Event persisted to the EventStore


  EventStore (PostgreSQL, append-only)
  ┌──────────────────────────────────────────────────────────┐
  │ stream: "entity-550e8400-..."                            │
  │                                                          │
  │  seq │ event_type        │ data                          │
  │    1 │ EntityCreated     │ { id, tenant_id, values… }    │
  │    2 │ AttributeValueSet │ { attribute_id, value… }      │
  │    3 │ EntitiesLinked    │ { target_id… }                │
  └──────────────────────────────────────────────────────────┘
Immutable. Nothing is ever updated or deleted. This log is the permanent source of truth — everything else is derived from it.
Step 6

Aggregate state updated in memory


def apply(%__MODULE__{} = e, %EntityCreated{} = ev) do
  %__MODULE__{e |
    id:            ev.id,
    tenant_id:     ev.tenant_id,
    collection_id: ev.collection_id,
    values:        ev.values,
    status:        :active
  }
end
apply/2 is pure — no IO, no side effects. The updated struct is held in memory (via Commanded's process registry) for the next command.
Step 7

Event broadcast to Projectors

flowchart LR ES[EventStore] -->|broadcast| P1["EntityProjector (PostgreSQL)"] ES -->|broadcast| P2["ComputeTrigger Projector"] ES -->|broadcast| P3["EntityProjector (Cassandra)"]
Every projector receives every event. Each independently decides what to do. A slow or failed projector does not block the others.
Step 8

Projector writes to the Read Model


defmodule Core.Data.Projectors.EntityProjector do
  use Commanded.Projections.Ecto,
    application: Core.CommandedApp,
    repo:        Core.Repo,
    name:        "entity_projector"

  project(%EntityCreated{} = e, _meta, fn multi ->
    Ecto.Multi.insert(multi, :entity, %Core.Data.Resources.Entity{
      id:            e.id,
      tenant_id:     e.tenant_id,
      collection_id: e.collection_id,
      values:        e.values,
      status:        :active
    })
  end)
end
Projectors track their last processed event position — safe to restart, idempotent.
Step 9

Query reads from Read Model via Ash


# Resolver:
Ash.read(Core.Data.Resources.Entity,
  action: :in_collection,
  actor:  ctx,
  params: %{collection_id: collection_id}
)

# Ash resource:
defmodule Core.Data.Resources.Entity do
  use Ash.Resource, domain: Core.Data.Domain,
                    data_layer: AshPostgres.DataLayer

  read :in_collection do
    argument :collection_id, :uuid, allow_nil?: false
    filter expr(collection_id == ^arg(:collection_id) and status == :active)
  end
end
No aggregate involved at all. Queries hit the projected table directly.

Full Flow Summary

flowchart LR C([Client]) ES[(EventStore)] RM[(Read Models)] C -->|GraphQL mutation| R[Resolver] R -->|Command| Router[Router] Router --> Exec[Aggregate] Exec -->|Event| ES Exec --> Mem["In-memory state"] ES -->|broadcast| Proj[Projectors] Proj -->|write| RM C -->|GraphQL query| Ash["Ash Resource"] Ash --> RM

Section 2

Questions

Adding new things to the model

Example: adding Comment on an Entity

  1. Command structAddComment{ id, entity_id, author_id, body }
  2. Event structCommentAdded{ id, entity_id, author_id, body }
  3. Aggregateexecute/2 + apply/2 (~20 lines)
  4. Router entryidentify + dispatch (3 lines)
  5. Migration — create comments table
  6. Ash resourceuse Ash.Resource with attributes and read actions
  7. Projectorproject(%CommentAdded{}, ...) writes to table
  8. Resolver — translate GraphQL ↔ Command / Ash
Each step is isolated and independently testable. The EventStore and existing aggregates are untouched. No migration of existing data.

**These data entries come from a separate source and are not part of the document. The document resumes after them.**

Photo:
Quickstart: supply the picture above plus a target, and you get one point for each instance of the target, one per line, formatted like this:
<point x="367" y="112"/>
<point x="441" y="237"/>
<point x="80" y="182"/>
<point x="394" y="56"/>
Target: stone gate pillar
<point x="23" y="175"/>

New projection for a novel database

Example: Dgraph (property graph database) — relevant because our Entity link / backlink attributes are literally a graph. Multi-hop traversals are expensive in PostgreSQL, trivial in Dgraph. 


defmodule Core.Data.Projectors.EntityProjector.Dgraph do
  use Commanded.EventHandler, application: Core.CommandedApp,
                              name: "entity_dgraph_projector"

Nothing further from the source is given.